Ed è esattamente in questa fase che ci siamo imbattuti in questo maledetto Covid-19. Ma sarebbe un errore molto grave dimenticare il percorso fatto fino ad oggi e quanto ancora ci rimane da fare.
Per questa ragione, a nostro parere, non possiamo non vedere questa difficile emergenza come un ulteriore banco di prova per migliorare le capacità imprenditoriali e manageriali del nostro settore.
Bene ha fatto Emilio Pedron – uno dei più autorevoli manager del vino italiani, intervenuto al nostro webinar che già dal titolo voleva esprimere il nostro attuale sentiment: “Cambiamento? Ora o mai più: come avviarci verso un nuovo Rinascimento per il vino italiano” – a sottolineare come questa possa rappresentare per il nostro settore un’occasione fondamentale per fare quel salto di qualità che da anni attendiamo.
Un salto di qualità che Pedron ha sintetizzato in due elementi chiave: una migliore capacità delle grandi aziende di stare sul mercato, magari ingrandendosi ulteriormente per essere ancor più competitive, e un maggiore investimento delle tante pmi del vino italiane nella propria denominazione, una scelta vitale per bypassare il limite dimensionale. Per questo Pedron ha esortato le piccole imprese a superare i cronici individualismi e di mettersi in rete, a partire dall’unione all’interno delle proprie denominazioni.

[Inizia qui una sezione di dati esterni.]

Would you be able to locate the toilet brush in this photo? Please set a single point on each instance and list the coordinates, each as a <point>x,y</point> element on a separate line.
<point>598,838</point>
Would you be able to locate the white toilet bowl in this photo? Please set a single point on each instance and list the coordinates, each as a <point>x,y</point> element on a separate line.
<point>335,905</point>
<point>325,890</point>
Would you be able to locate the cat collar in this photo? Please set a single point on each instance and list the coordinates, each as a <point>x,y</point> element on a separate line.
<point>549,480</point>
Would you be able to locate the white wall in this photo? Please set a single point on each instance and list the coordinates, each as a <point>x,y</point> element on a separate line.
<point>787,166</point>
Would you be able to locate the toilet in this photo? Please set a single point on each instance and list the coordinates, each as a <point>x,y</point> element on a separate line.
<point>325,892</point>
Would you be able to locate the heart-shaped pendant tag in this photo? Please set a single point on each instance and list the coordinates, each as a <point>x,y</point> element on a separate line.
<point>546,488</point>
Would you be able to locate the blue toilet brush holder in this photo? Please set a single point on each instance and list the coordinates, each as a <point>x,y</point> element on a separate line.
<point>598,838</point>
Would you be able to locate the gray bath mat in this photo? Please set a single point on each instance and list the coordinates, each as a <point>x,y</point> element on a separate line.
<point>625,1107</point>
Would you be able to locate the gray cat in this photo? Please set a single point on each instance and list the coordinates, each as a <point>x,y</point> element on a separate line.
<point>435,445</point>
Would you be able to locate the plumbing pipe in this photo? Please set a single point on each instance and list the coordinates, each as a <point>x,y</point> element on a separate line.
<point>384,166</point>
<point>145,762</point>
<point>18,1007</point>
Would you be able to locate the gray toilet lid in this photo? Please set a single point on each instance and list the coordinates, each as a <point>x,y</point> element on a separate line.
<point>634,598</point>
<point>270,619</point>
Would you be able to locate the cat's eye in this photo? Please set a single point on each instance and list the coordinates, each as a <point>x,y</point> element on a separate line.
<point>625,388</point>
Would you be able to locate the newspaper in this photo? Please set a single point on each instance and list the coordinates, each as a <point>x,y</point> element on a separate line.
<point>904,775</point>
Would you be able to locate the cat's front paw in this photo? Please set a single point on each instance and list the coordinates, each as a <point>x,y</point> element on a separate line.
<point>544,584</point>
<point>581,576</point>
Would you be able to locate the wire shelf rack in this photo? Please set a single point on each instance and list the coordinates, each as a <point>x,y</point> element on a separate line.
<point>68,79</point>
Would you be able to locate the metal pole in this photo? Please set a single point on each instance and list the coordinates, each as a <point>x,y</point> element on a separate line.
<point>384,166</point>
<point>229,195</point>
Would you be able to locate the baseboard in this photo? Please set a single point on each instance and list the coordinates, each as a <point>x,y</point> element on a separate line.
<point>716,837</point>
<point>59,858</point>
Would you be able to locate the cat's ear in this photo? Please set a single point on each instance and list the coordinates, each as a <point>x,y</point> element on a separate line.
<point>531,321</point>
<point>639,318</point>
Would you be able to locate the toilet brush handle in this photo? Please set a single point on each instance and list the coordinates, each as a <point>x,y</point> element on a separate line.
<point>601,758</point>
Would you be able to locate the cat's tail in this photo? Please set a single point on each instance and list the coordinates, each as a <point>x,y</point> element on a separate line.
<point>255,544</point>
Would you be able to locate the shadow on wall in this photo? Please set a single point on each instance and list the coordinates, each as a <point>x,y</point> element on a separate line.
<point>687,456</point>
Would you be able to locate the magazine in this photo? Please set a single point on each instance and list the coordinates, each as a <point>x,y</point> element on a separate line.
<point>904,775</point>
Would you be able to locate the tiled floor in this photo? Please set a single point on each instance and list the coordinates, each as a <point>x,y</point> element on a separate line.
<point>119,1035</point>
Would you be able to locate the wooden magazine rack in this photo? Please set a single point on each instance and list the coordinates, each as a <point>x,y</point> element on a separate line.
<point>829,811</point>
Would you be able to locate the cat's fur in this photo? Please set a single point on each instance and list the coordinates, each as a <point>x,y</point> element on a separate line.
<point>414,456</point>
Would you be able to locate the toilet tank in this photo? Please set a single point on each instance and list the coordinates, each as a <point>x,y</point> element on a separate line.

Un’esortazione, quella di Pedron, che ci vede assolutamente allineati e che oggi, alla luce della crisi attuale, vede le aziende del vino italiane a nostro parere “positivamente” costrette a trovare alleanze anche con il trade, ristorazione in primis, che avrà bisogno di una fortissima cooperazione con la filiera per uscire il prima possibile da questa difficile emergenza.
In questa direzione ci ha fatto piacere che dal nostro recente sondaggio tra imprese e manager del vino, su quali dovranno essere le azioni più importanti da attivare per uscire da questa fase, sia stata messa al primo posto la formazione.
Nonostante l’emergenza attuale, quindi, molti dei nostri imprenditori e manager sono consapevoli che solo aumentando le proprie competenze, le proprie visioni, la propria capacità di adattamento, sarà possibile essere competitivi anche in futuro.

Non si può non guardare lontano
A prescindere dall’essere ottimisti o pessimisti è fondamentale riuscire a proiettarci oltre questa emergenza che rischia di farci essere tutti miopi.